Now we are experiencing the following issue: in some topics the downloaded PDF cannot be opened and an error
"There was an error opening this document. The file is damaged and could not be repaired." is displayed. The puzzling part is that some PDFs issue this error, while others open with no problem. All source file PDFs open without a hitch before they are uploaded.
Any advice or pointers will be much appreciated.
Copy link to clipboard
as you've probably read in many of the discussions about this issue, this error message is usually correct, and the PDF file is damaged. As to how it gets damaged, that's something that you will need to find out by poking around in your system. Here are some general things that always apply when you are dealing with corrupt files:
The first thing I would do is open such a corrupt file in a text editor like NotePad to see what it actually contains. Any valid PDF file needs to start with "%PDF-" followed by a version number. If you do not see that in the first line, then you are not dealing with a PDF file, and you will have to find out why you are not getting the file that was saved in your knowledge base.
If that string is there, then you know that it's a PDF file, and the issue is somewhere within that file, and that's where it gets a lot more complex. You will need a good understanding of the PDF specification to analyze the file to see what is wrong with it.
If you are lucky, you will actually have a zero length file (which also implies no PDF header). No valid PDF file can be zero bytes long. Your second lucky case would be that you actually find an HTML error message in that file (instead of PDF content), that points you to the reason for the problem (but again, that depends on your system).
Many thanks Karl--excellent explanation and practical advice on how to proceed.
Even though I don't think this affects any of the above guidance, I'd like to add that the file opens in the browser while the downloaded file (saved locally) is frequently corrupted.
So if the file is retrieved from the KB for displaying in the browser, it makes the second part even more puzzling.
I opened both the source file of the uploaded and then downloaded corrupted file, and the corrupted file in Notepad and compared the files using an online text comparison tool.
Both start with the PDF version (e.g. %PDF-1.5%âãÏÓ).
There were quite a lot of differences between the files, but unfortunately didn't detect an HTML error message.

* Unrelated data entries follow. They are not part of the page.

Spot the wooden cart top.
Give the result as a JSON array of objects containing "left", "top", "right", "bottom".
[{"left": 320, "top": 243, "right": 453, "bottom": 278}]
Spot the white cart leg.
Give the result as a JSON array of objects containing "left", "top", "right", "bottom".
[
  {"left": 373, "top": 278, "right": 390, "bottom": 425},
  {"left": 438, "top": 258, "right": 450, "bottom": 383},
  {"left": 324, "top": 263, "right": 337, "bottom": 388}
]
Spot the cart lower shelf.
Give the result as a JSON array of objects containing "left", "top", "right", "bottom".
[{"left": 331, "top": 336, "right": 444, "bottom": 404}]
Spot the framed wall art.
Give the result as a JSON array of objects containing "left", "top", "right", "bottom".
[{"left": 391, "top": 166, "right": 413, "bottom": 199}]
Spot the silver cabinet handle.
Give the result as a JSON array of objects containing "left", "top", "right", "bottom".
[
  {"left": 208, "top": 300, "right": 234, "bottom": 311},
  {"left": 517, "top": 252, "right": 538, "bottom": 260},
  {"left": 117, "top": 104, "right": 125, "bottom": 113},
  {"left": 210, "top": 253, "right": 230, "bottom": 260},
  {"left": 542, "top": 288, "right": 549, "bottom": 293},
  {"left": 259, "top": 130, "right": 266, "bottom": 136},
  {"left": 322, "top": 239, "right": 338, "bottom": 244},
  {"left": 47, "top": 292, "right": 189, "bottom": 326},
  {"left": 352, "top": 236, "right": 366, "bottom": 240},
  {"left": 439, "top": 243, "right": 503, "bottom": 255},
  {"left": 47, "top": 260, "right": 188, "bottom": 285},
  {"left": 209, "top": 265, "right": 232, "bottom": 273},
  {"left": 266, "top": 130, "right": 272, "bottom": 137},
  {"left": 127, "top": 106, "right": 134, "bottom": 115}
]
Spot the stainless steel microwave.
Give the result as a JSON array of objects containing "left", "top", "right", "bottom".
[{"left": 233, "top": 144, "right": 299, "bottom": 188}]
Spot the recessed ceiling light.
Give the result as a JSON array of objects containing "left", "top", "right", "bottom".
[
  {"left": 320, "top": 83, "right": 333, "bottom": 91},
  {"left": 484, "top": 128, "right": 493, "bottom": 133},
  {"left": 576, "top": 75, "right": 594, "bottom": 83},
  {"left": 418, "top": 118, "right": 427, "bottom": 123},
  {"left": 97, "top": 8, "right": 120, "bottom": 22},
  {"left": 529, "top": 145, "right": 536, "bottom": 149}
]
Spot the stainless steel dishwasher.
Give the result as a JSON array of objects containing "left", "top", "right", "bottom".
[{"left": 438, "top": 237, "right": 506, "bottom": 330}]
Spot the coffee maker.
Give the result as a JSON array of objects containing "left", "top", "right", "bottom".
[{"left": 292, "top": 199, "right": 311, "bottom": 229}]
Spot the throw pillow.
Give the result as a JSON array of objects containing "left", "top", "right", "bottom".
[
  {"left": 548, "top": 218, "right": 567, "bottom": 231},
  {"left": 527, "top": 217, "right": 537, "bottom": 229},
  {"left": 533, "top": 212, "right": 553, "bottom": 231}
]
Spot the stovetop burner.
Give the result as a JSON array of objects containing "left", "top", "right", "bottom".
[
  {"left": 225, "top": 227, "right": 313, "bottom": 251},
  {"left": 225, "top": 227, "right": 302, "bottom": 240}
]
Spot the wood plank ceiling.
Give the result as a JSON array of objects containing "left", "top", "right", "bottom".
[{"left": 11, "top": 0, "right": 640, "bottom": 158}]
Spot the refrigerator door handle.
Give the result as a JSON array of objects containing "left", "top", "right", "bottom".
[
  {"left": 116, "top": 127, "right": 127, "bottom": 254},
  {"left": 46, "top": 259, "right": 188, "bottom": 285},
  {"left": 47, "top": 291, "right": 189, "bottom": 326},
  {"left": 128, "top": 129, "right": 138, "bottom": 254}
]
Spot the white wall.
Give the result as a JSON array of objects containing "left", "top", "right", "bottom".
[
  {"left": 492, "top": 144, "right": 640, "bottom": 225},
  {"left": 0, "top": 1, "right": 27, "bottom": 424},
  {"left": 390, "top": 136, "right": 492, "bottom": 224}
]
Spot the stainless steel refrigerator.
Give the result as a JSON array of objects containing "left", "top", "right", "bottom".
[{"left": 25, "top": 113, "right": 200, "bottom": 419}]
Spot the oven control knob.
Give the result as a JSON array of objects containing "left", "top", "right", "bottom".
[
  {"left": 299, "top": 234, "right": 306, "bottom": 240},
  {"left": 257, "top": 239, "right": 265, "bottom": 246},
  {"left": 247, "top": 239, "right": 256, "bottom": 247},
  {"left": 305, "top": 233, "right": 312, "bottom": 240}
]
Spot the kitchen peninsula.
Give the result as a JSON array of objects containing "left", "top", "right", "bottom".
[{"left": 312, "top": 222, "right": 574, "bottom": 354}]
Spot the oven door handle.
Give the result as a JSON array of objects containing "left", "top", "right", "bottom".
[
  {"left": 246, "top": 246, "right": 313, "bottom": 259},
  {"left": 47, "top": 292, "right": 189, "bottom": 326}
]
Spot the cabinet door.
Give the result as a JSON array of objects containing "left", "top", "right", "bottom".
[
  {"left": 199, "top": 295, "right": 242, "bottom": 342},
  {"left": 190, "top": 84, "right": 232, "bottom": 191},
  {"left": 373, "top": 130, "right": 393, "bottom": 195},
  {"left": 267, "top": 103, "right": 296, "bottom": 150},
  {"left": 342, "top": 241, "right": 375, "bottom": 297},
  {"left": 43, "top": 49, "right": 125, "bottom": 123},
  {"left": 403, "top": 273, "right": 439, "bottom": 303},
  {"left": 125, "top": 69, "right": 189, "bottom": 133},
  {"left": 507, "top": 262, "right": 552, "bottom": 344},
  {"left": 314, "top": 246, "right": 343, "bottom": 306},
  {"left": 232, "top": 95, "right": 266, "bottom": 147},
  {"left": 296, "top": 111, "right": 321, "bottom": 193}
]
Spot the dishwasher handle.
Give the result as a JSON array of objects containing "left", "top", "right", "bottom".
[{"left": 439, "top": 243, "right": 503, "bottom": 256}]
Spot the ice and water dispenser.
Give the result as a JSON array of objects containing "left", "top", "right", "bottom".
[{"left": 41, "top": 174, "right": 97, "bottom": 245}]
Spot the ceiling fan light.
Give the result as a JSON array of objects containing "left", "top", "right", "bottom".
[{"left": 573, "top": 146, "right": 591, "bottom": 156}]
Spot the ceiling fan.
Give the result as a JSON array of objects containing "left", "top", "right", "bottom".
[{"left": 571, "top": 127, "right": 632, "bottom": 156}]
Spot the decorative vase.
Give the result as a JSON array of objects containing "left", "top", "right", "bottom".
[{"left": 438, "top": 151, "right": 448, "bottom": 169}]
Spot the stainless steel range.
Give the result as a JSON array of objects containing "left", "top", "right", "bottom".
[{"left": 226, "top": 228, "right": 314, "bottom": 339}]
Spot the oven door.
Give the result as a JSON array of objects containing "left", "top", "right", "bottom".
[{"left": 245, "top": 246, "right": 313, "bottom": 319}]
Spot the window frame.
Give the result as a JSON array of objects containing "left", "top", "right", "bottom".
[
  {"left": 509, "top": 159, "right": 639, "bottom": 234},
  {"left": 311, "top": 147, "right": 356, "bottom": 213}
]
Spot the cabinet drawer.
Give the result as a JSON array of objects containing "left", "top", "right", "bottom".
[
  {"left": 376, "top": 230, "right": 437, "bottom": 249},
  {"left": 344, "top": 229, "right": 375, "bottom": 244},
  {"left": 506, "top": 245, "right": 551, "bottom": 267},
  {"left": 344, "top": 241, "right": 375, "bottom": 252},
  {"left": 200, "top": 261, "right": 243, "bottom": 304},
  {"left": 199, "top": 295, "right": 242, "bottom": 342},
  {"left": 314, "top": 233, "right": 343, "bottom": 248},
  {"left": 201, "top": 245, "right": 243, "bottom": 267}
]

I've forwarded these findings and your advice on to the IT team, but they too are lacking knowledge of the PDF specification, so am not confident in their ability to resolve the issue. If we do manage to find what the problem is I'll post the answer here.
Your prompt, professional and extremely helpful answer made my week!
Took a while, but eventually our R&D looked at the differences between the files and found that the KB application was adding an HTML snippet to the end of the file. That added HTML seemed to cause the problem. They fixed the KB application code to prevent changes to uploaded/downloaded files, and afterwards we spot checked ~10 topics and it seems to be good.
Not sure how helpful this information will be to others, but I highly recommend following Karl's advice of tinkering under the lid of the corrupted files.
It was lucky that we had the source, uncorrupted file to compare to. The highlighted differences made it easier to check what might be wrong.
It remains a mystery of why this issue cropped up only after shifting to the Windows Server 2008 R2, IIS 7, SQL 2008 R2 database environment.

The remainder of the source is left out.